According to the press release, a group of scientists in China is also using the material to develop a universal red blood cell, which could be used for anyone regardless of blood type. A coating inspired by the mussel adhesive placed on the blood cell essentially hides it from the body’s immune system, which normally attacks incompatible blood cells. The material could also have applications in solar steam generation, in which sunlight converts water to steam. That process can be used to distill and sterilize water and could also be used in power generation.

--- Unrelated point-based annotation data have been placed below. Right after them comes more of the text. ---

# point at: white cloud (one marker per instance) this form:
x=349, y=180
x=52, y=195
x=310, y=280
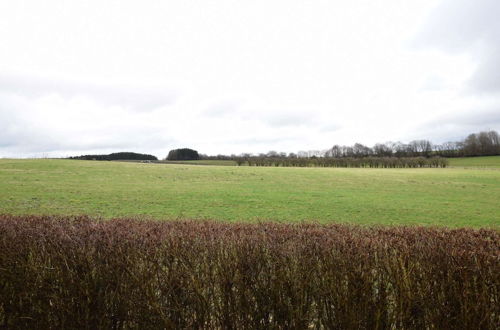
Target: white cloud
x=231, y=77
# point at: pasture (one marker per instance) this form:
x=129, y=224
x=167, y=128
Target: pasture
x=453, y=197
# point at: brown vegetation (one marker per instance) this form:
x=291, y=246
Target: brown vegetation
x=77, y=272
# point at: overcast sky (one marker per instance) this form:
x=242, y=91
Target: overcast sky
x=243, y=76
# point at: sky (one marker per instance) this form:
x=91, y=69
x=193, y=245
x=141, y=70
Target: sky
x=235, y=76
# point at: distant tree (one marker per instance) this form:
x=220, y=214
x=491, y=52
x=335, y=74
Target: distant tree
x=183, y=154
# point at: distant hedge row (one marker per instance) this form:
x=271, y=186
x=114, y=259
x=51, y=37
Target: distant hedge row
x=75, y=272
x=372, y=162
x=117, y=156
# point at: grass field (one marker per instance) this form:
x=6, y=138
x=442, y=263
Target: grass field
x=487, y=161
x=451, y=197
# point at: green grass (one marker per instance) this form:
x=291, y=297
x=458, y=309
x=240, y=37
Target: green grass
x=486, y=161
x=451, y=197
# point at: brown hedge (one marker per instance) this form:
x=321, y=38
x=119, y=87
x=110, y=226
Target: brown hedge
x=78, y=272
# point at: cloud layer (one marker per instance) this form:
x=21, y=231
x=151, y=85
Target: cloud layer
x=229, y=77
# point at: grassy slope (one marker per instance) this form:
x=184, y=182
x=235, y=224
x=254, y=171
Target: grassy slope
x=453, y=197
x=487, y=161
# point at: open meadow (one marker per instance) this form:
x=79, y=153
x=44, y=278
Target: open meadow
x=452, y=197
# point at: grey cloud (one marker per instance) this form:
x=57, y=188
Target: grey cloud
x=24, y=130
x=458, y=125
x=465, y=26
x=289, y=119
x=137, y=98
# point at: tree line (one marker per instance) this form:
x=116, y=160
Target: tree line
x=485, y=143
x=367, y=162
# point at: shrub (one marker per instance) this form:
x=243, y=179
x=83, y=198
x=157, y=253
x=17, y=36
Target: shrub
x=78, y=272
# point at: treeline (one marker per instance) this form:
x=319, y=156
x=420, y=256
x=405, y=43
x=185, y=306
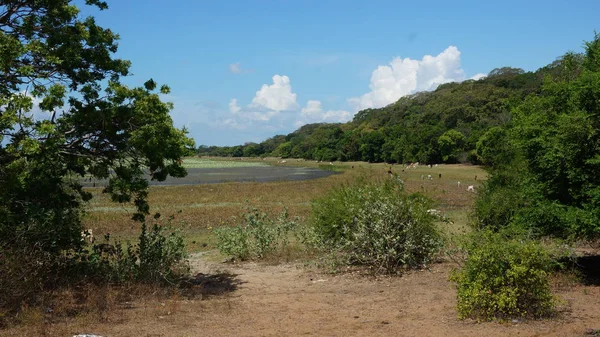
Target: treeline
x=442, y=126
x=544, y=163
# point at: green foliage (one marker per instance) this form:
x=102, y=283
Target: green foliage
x=55, y=62
x=504, y=277
x=377, y=225
x=256, y=236
x=551, y=149
x=451, y=143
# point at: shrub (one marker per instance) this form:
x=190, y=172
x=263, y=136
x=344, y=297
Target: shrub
x=377, y=225
x=158, y=257
x=257, y=235
x=504, y=277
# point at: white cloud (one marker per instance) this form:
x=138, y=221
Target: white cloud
x=478, y=76
x=277, y=96
x=406, y=76
x=233, y=107
x=313, y=113
x=268, y=102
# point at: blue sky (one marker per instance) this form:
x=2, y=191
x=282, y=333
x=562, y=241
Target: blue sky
x=244, y=71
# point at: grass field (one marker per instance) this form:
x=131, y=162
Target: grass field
x=197, y=209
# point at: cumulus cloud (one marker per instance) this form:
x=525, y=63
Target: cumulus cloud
x=313, y=113
x=406, y=76
x=268, y=102
x=478, y=76
x=277, y=96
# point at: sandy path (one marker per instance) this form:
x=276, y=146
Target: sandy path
x=290, y=300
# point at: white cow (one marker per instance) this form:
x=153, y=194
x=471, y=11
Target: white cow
x=87, y=235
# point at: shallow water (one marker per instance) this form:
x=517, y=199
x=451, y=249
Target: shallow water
x=235, y=174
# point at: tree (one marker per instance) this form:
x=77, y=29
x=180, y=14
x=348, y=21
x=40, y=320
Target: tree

Georgia Tech chemical engineer Blair Brettmann, who was not involved in the study, tells Nelson that the potential water clean-up applications are exciting, and the materials could also lead to things, like medical adhesives that can remain sticky in a wet environment.

But there are still some major roadblocks to a mussel-inspired future, says co-author Hao-Cheng Yang, an engineer at Sun Yat-Sen University.

“Despite simplicity and effectiveness, there are still some inherent limitations,” Yang says. “Alkaline conditions are usually needed to realize the polymerization of dopamine, so it cannot be applied to materials that are unstable under alkaline conditions. Moreover, the deposition of PDA is a time-consuming process—it takes tens of hours to form a uniform coating on most material surfaces.”

It’s also possible that part of the mussels' sticking power comes from the fact that they form dense colonies—the aggregation of mollusks may combine certain amino acids to make the colony even more adhesive. In the paper, the researcher say dopamine is expensive to produce, so they suggest materials scientists look deeper into similar plant-based compounds like tannic acid.

In other words, there’s still a lot to learn about the stickiness of mussels before the mollusks come off of our plates and into a bioengineered future.